2018 Lecture by Dr Maria Elena Torre (CUNY) & Prof. Puleng Segalo (UNISA)

Dr Maria Elena Torre (CUNY) and Prof Puleng Segalo (UNISA) presented on 24 April 2018, at North-West University, the annual SAERA Nelson Mandela Legacy Lecture, entitled “Epistemic Justice in the Academy: Decolonizing Power, Knowledge and Being through Critical and Participatory Research.” The scholars drew upon the writing of Mandela as a way of critiquing education. A short summary of the main points made by them follows:

They argued that the transformative value of education does not lie in transforming the individual, it lies in transforming the community and re-centering the community as a place that contributes knowledge and values. Education needs to aspire to structural change, rather than concentrating on individual performance within the system. They critiqued the current education system as leading to a reinforcement of class, race and gender regimes. Such a system does not and cannot lead to liberation. It leads instead to privilege.??Although Mandela is cited as saying that education is the tool to enable the poorest child to reach their dreams, he was not concerned about the creation of a series of “stars”, but about the creation of the firmament in which many stars can find their place and shine. Colonial education for Mandela began with him having to adopt an English name. It continued in a language that centred its own knowledge as superior. This continues today in both schools and higher education, where the community is presented as being out there and students are presented as outsiders going to rescue the community. We become academics who speak and defend the system and we replicate this with our students. This is epistemic violence. Forcing students to leave their identity behind when they enter the academy is a form of colonization. The demographics of higher education may change, but the curriculum itself has remained the same. Epistemic rebellion is about de-centering Eurocentric knowledge and being disobedient. How do we decolonise and disrupt? As academics we need to learn what dehumanisation means for our students. We need to break with the modern western university by challenging the status quo. Agency, identity and languages are critical in this work. Language, when imposed, is a way of not seeing and not listening to people even although its very purpose is to enable understanding of and between people. Blind importation of knowledge is a form of laziness and that is why the decoloniality project is so very important for universities. Afrikaans was not simply a language, but also a way of being and of seeing people.
Participatory action research provides a methodology that involves collectives that generate and reach towards a just world. Research sites become sites of democratic knowledge zones that return knowledge to the community – and such knowledge should be fed back into the curriculum for our students to learn about community issues. This flips the colonial script and recognises how under siege we are.

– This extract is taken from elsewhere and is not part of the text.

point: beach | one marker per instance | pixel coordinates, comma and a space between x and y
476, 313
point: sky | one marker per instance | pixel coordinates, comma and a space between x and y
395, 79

Uncomfortable intersections become the place where reconciliation becomes possible. Drawing upon elders’ knowledge and wisdom is important for educating the subject that speaks.
We embrace education as a means of overcoming man-made poverty. Poverty is a creation and an injustice. Education is a means to create justice. What kind of education can do this? Not an education that alienates you from self and from community. Teaching should confront the assumptions made about me and about my community; becoming and seeking criticality in the engagement.

However, we must not forget that the marginalised have power. Being othered can be flipped to reveal how knowledge works so that we see the underside of the academy. Language imposition caused people to die and knowledge imposed causes the life world of the university to die; to become a death world (as described also by Mbembe). It is for this reason that students revolt because the feeling of alienation becomes intolerable on many levels, from the perspective of the university as institution, from the perspective of the student.??After the lecture there were questions and comments. Comments about how we valorise Mandela and the ideal of An African Education when the issues around marginal identities and gender are challenged with the patriarchal discourses in communities in South Africa. Which Mandela is being referred to in the context of the academy? There are contradictions in the man who Mandela was, and also in ourselves.

Dr Torre also ran a two-day workshop for academics from UFS, NMU, UJ, UKZN and North-West on critical participatory action research. This was attended by 24 early career and experienced researchers and proved to be very participatory, encouraging and motivating.